There is a silence spreading through American Jewish life, and it is loudest from the bimah. In a time of moral confusion, rising antisemitism, ideological extremism, and open threats to Jewish sovereignty, too many rabbis have chosen comfort over confrontation, nuance over clarity, and institutional safety over prophetic responsibility. The result is a spiritual leadership crisis—and a Jewish public increasingly unable to distinguish between moral complexity and moral collapse.
In the wake of October 7, as Israeli civilians were slaughtered and Jewish students harassed in American universities, many rabbis issued carefully hedged statements. They called for peace, for understanding, for mutual empathy. They quoted Heschel and Buber and invoked the image of God in every human being. But what many did not say—what too many refused to say—was the truth: that Hamas is evil. That Israel has a right and obligation to fight. That the Jewish people are under attack.
This is not merely a political failing. It is a theological one. The prophets of Israel did not avoid difficult truths. They thundered. They exposed. They challenged power. And sometimes they were killed for it. When Amos rebukes the people for injustice, or Jeremiah weeps over moral rot, they are not engaging in spiritual diplomacy. They are enacting covenantal truth-telling. Halakhically, the category for such moral responsibility is tochachah, rebuke rooted in love and fidelity. A rabbi who cannot name evil cannot fulfill this obligation.
So why are so many rabbis silent or evasive? Part of it is structural. Many work in institutions dependent on donors, boards, or politically divided communities. Speaking plainly risks alienating members. It threatens jobs. It disrupts the illusion of communal harmony. But fear of discomfort is not a valid excuse for spiritual abdication. As Rav Soloveitchik warned, a rabbi is not a communal technician but a covenantal guardian. The role is not to please but to lead.
There is also a deeper ideological fear: that taking a strong stand might compromise the rabbi’s self-perception as a moral universalist. In many liberal rabbinic circles, the fear of being “parochial” or “ethnocentric” outweighs the duty to protect the Jewish people. In the name of pluralism, some rabbis have blurred every moral boundary. In the name of peace, they have erased the difference between attacker and defender. This is not moral courage. It is cowardice disguised as nuance.
Moral clarity does not preclude compassion. We can mourn civilian suffering in Gaza while still affirming that Israel has the right to destroy Hamas. We can grieve for all human loss while refusing to equivocate about who started the war and who seeks genocide. Jewish law and ethics are not allergic to power; they are meant to shape its use. But shaping it begins with naming reality.
The Torah commands us, tzedek tzedek tirdof—justice, justice you shall pursue. But it does not say “comfort, comfort you shall preserve.” Justice requires speech. It requires moral boundaries. It requires standing up and saying, without euphemism: this is right and this is wrong.

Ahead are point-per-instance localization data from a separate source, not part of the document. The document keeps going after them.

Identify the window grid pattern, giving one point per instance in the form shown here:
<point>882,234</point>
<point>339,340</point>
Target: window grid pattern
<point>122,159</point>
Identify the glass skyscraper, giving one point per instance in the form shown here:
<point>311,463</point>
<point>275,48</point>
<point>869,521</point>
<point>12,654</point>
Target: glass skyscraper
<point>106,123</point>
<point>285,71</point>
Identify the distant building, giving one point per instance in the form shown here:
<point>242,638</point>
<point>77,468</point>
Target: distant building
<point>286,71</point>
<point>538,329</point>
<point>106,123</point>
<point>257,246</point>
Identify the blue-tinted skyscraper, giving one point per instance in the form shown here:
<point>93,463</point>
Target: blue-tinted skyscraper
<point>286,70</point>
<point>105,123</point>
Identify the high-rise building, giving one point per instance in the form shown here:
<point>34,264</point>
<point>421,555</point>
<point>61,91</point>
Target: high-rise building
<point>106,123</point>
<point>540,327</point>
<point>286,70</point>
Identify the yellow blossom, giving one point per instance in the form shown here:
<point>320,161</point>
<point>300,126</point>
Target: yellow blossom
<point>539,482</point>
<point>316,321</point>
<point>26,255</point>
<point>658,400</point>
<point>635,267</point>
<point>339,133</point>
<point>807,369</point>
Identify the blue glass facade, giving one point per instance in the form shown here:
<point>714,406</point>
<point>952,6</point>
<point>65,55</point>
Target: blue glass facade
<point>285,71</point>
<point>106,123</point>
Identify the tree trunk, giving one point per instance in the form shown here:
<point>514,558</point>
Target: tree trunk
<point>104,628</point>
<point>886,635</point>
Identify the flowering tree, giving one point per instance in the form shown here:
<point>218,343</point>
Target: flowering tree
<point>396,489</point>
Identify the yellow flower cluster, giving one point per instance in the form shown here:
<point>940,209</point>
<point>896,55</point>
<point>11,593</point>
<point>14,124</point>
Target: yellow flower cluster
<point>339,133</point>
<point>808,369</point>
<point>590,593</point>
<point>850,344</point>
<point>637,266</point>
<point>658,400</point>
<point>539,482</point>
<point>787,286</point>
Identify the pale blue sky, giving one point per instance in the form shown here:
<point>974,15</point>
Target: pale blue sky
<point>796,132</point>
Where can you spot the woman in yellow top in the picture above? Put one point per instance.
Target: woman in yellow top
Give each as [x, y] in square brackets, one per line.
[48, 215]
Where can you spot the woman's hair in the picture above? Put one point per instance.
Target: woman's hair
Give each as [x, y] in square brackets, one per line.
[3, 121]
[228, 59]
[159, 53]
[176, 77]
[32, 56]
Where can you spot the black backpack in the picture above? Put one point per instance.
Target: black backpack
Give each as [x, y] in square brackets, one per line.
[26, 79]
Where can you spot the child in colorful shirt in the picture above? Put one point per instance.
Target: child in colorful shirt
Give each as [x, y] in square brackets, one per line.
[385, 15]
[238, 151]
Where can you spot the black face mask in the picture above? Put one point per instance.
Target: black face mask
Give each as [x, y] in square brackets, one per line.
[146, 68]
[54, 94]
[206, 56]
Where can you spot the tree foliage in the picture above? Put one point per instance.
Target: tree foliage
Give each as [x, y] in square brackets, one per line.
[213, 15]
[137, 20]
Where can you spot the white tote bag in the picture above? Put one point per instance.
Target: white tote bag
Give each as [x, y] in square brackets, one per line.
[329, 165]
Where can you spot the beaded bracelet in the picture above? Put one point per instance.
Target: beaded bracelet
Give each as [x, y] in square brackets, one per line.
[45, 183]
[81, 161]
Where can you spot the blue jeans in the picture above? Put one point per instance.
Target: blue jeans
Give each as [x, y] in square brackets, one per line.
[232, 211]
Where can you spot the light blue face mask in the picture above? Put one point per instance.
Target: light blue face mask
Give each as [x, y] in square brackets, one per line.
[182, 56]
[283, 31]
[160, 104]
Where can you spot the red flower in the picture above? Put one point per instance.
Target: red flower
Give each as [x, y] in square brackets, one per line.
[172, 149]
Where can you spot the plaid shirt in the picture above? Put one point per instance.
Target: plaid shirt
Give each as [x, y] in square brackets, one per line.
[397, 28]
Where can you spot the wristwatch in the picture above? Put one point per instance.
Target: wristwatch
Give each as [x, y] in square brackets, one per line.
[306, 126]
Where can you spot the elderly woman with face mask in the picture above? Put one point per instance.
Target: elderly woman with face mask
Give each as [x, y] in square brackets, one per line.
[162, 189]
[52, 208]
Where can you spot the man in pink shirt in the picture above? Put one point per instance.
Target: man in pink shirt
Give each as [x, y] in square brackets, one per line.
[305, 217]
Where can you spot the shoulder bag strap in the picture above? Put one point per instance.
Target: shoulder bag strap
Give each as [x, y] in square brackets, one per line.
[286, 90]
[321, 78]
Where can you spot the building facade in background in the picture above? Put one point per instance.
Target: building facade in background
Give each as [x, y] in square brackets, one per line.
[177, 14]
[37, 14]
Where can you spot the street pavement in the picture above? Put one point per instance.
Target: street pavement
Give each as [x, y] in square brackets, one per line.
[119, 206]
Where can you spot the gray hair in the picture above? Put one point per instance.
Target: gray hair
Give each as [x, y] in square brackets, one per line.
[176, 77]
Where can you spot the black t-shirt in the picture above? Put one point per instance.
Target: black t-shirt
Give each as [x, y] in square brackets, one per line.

The consequence of rabbinic silence is a confused and alienated Jewish public. Young Jews, especially, are desperate for moral direction. They are bombarded with anti-Israel propaganda, shamed by their peers, and overwhelmed by moral relativism. When rabbis refuse to speak clearly, they leave a vacuum. And into that vacuum rush voices that are louder, angrier, and unmoored from Jewish covenant.
In his essay “Kol Dodi Dofek,” Rav Soloveitchik described the State of Israel as a theological challenge to the Diaspora rabbi. It was no longer enough to spiritualize Judaism. History had returned. Power had returned. And with it, responsibility. Today, that challenge is even more urgent. If rabbis cannot respond to Jewish crisis with Jewish strength, then what exactly are we leading?
Heschel once said that the task of the prophet is not to comfort the afflicted but to afflict the comfortable. That includes rabbis. We must afflict our own comfort. We must risk offense. We must speak. Not for politics, but for Torah. Not to defend policy, but to defend peoplehood. If we believe in a covenant, then we must act like guardians of that covenant.
A rabbi who cannot say that the Jewish people are right to defend themselves, that Jewish sovereignty is sacred, that Jewish history matters—such a rabbi may be a fine counselor or teacher, but they are not a leader.
This is a time for moral courage. A time for emet—truth. The kind of truth that cuts, and heals. The kind of truth that risks conflict to preserve integrity. The kind of truth that does not wait for permission.
Rabbis must lead. Not from fear. Not from behind. But from the front—with Torah in our hands and truth in our mouths. Because if we are afraid to say the truth, someone else will say a lie louder. And our people—our sacred, embattled, eternal people—will pay the price.
Judaism deserves leaders who are not afraid to speak. Now, more than ever.